Leatherman Erin R, Guo Hongqiang, Gilbert Susannah L, Hutchinson Ian D, Maher Suzanne A, Santner Thomas J
J Biomech Eng. 2014 Jul;136(7):0710071-8. doi: 10.1115/1.4027510.
This paper describes a methodology for selecting a set of biomechanical engineering design variables to optimize the performance of an engineered meniscal substitute when implanted in a population of subjects whose characteristics can be specified stochastically. For the meniscal design problem where engineering variables include aspects of meniscal geometry and meniscal material properties, this method shows that meniscal designs having simultaneously large radial modulus and large circumferential modulus provide both low mean peak contact stress and small variability in peak contact stress when used in the specified subject population. The method also shows that the mean peak contact stress is relatively insensitive to meniscal permeability, so the permeability used in the manufacture of a meniscal substitute can be selected on the basis of manufacturing ease or cost. This is a multiple objective problem with the mean peak contact stress over the population of subjects and its variability both desired to be small. The problem is solved by using a predictor of the mean peak contact stress across the tibial plateau that was developed from experimentally measured peak contact stresses from two modalities. The first experimental modality provided computed peak contact stresses using a finite element computational simulator of the dynamic tibial contact stress during axial dynamic loading. A small number of meniscal designs with specified subject environmental inputs were selected to make computational runs and to provide training data for the predictor developed below. The second experimental modality consisted of measured peak contact stress from a set of cadaver knees. The cadaver measurements were used to bias-correct and calibrate the simulator output. Because the finite element simulator is expensive to evaluate, a rapidly computable (calibrated) Kriging predictor was used to explore extensively the contact stresses for a wide range of meniscal engineering inputs and subject variables. The predicted values were used to determine the Pareto optimal set of engineering inputs to minimize peak contact stresses in the targeted population of subjects.

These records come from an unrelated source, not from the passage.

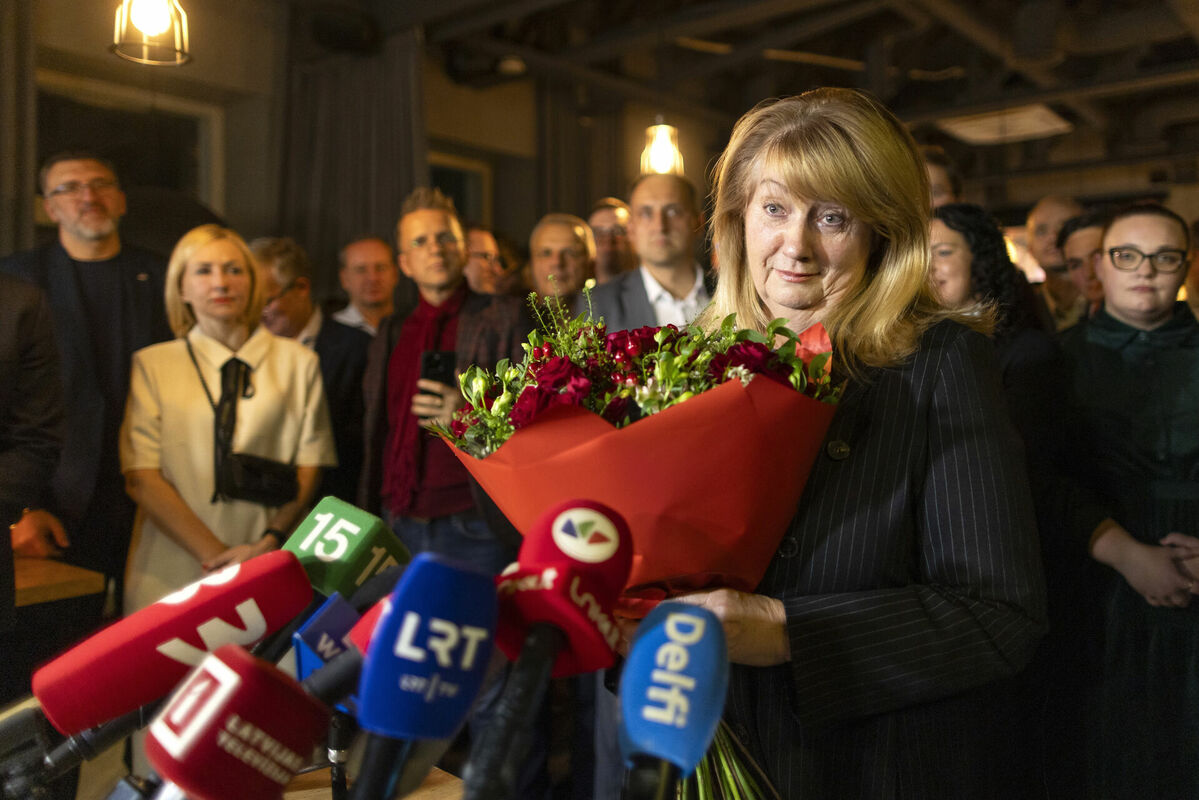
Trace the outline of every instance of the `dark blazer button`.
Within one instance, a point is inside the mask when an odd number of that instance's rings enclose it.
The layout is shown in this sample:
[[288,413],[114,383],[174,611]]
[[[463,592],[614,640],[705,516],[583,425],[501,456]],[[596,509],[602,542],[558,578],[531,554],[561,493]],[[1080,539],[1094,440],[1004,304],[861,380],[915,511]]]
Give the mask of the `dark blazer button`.
[[845,461],[849,458],[849,443],[840,439],[833,439],[825,447],[825,452],[829,453],[829,458],[833,461]]

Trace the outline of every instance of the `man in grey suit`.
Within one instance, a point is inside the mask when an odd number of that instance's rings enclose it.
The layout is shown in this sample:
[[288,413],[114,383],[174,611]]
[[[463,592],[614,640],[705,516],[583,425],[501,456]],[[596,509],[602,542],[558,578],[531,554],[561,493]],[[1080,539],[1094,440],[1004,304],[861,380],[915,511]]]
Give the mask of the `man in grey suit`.
[[603,317],[609,331],[686,325],[711,299],[695,263],[704,228],[695,187],[681,175],[643,175],[628,205],[628,239],[639,267],[597,287],[591,314]]

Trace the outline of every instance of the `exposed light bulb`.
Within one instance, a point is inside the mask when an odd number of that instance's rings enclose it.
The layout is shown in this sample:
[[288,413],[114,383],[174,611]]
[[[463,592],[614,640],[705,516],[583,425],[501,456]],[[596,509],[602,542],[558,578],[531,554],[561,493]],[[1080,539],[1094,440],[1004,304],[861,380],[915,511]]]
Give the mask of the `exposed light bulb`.
[[167,0],[133,0],[129,18],[144,35],[158,36],[170,28],[170,5]]
[[670,142],[670,128],[665,125],[655,127],[653,143],[650,145],[650,170],[655,173],[673,172],[675,146]]

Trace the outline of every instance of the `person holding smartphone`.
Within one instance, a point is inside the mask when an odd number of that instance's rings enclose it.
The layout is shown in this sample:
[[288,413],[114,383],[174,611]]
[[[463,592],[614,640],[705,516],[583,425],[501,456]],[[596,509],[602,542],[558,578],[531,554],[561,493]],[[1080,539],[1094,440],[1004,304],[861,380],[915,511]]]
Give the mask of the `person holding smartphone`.
[[465,278],[466,240],[453,201],[416,190],[397,224],[400,271],[416,309],[379,325],[363,381],[366,461],[359,504],[382,516],[412,553],[451,555],[498,573],[516,557],[476,509],[471,482],[448,445],[430,435],[464,404],[457,373],[518,359],[532,327],[517,297],[476,294]]

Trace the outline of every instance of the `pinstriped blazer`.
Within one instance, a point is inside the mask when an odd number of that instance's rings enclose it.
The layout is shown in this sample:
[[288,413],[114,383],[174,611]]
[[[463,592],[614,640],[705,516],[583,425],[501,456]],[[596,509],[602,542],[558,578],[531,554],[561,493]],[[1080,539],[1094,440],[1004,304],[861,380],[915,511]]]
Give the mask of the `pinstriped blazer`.
[[1044,618],[1000,391],[993,345],[954,323],[848,387],[758,589],[783,600],[791,661],[730,685],[734,730],[783,798],[998,790],[977,687],[1024,666]]

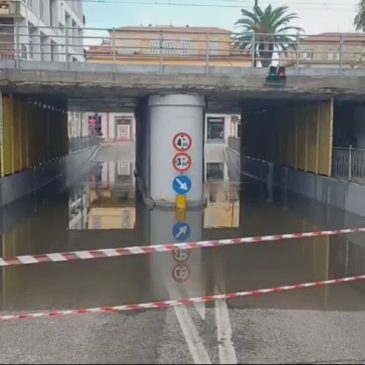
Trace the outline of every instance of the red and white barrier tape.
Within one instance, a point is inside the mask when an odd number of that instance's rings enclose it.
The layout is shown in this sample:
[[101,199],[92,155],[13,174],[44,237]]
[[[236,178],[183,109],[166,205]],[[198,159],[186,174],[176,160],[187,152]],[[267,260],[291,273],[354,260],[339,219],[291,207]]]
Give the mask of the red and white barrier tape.
[[231,294],[218,294],[218,295],[208,295],[197,298],[188,299],[177,299],[177,300],[163,300],[159,302],[143,303],[143,304],[127,304],[113,307],[99,307],[99,308],[88,308],[88,309],[71,309],[62,311],[52,311],[52,312],[39,312],[39,313],[28,313],[28,314],[12,314],[12,315],[0,315],[0,321],[8,320],[31,320],[37,318],[55,318],[64,317],[68,315],[77,314],[95,314],[95,313],[114,313],[114,312],[126,312],[126,311],[139,311],[144,309],[163,309],[174,307],[178,305],[193,305],[196,303],[207,303],[218,299],[237,299],[243,297],[251,297],[262,294],[278,293],[284,291],[291,291],[297,289],[313,288],[325,285],[333,284],[343,284],[350,283],[354,281],[365,280],[365,275],[352,276],[347,278],[333,279],[333,280],[323,280],[314,281],[310,283],[301,283],[294,285],[278,286],[269,289],[256,289],[248,290],[243,292],[236,292]]
[[33,265],[49,262],[66,262],[79,260],[95,260],[110,257],[145,255],[149,253],[171,252],[177,249],[192,250],[197,248],[231,246],[239,244],[257,244],[264,242],[274,242],[291,239],[302,239],[311,237],[336,236],[349,233],[365,233],[365,228],[349,228],[333,231],[305,232],[305,233],[289,233],[271,236],[258,237],[243,237],[224,240],[199,241],[199,242],[184,242],[184,243],[169,243],[165,245],[151,246],[135,246],[125,248],[111,248],[91,251],[74,251],[64,253],[49,253],[42,255],[26,255],[15,256],[8,258],[0,258],[0,267],[18,266],[18,265]]

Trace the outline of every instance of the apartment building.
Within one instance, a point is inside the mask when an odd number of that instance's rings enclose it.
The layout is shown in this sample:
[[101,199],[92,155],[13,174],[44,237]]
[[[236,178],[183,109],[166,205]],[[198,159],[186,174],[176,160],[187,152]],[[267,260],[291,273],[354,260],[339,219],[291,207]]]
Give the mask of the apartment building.
[[[346,68],[364,66],[363,33],[320,33],[300,39],[296,50],[288,50],[283,64],[300,67]],[[282,58],[284,55],[281,55]]]
[[232,32],[216,27],[120,27],[86,57],[92,63],[249,67],[251,56],[232,44]]
[[1,0],[0,24],[2,60],[84,60],[81,0]]

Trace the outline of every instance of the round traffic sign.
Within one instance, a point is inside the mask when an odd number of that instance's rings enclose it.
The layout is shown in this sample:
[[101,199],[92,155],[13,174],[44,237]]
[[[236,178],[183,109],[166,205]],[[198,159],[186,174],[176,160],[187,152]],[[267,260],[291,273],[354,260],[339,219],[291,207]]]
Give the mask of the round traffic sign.
[[177,153],[172,160],[172,164],[175,170],[185,172],[191,167],[191,157],[186,153]]
[[183,283],[184,281],[189,279],[190,269],[184,264],[176,265],[172,269],[172,277],[174,278],[175,281]]
[[180,250],[177,248],[172,252],[172,257],[176,262],[185,262],[190,257],[190,250]]
[[172,188],[174,189],[176,194],[185,195],[187,194],[192,187],[192,182],[188,176],[178,175],[175,177],[172,182]]
[[190,149],[192,145],[192,139],[189,134],[181,132],[175,135],[172,144],[175,150],[184,152]]

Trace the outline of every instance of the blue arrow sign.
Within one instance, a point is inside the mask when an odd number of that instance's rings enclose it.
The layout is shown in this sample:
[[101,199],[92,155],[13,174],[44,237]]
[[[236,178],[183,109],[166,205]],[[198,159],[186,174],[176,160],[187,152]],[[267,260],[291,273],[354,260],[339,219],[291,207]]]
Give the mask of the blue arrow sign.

本文描述了一种方法,用于选择一组生物力学工程设计变量,以优化工程化半月板替代物植入具有随机指定特征的受试者群体时的性能。对于半月板设计问题,其中工程变量包括半月板几何形状和半月板材料特性等方面,该方法表明,在指定的受试者群体中使用时,同时具有大径向模量和大周向模量的半月板设计既能提供低平均峰值接触应力,又能使峰值接触应力的变异性较小。该方法还表明,平均峰值接触应力对半月板渗透率相对不敏感,因此可以根据制造的难易程度或成本来选择用于制造半月板替代物的渗透率。这是一个多目标问题,希望受试者群体中的平均峰值接触应力及其变异性都较小。该问题通过使用基于两种模态的实验测量峰值接触应力开发的胫骨平台平均峰值接触应力预测器来解决。第一种实验模态使用轴向动态加载期间动态胫骨接触应力的有限元计算模拟器提供计算的峰值接触应力。选择少量具有指定受试者环境输入的半月板设计进行计算运行,并为下面开发的预测器提供训练数据。第二种实验模态包括一组尸体膝关节的测量峰值接触应力。尸体测量用于对模拟器输出进行偏差校正和校准。由于有限元模拟器的评估成本很高,因此使用快速可计算(校准)的克里金预测器来广泛探索各种半月板工程输入和受试者变量的接触应力。预测值用于确定工程输入的帕累托最优集,以最小化目标受试者群体中的峰值接触应力。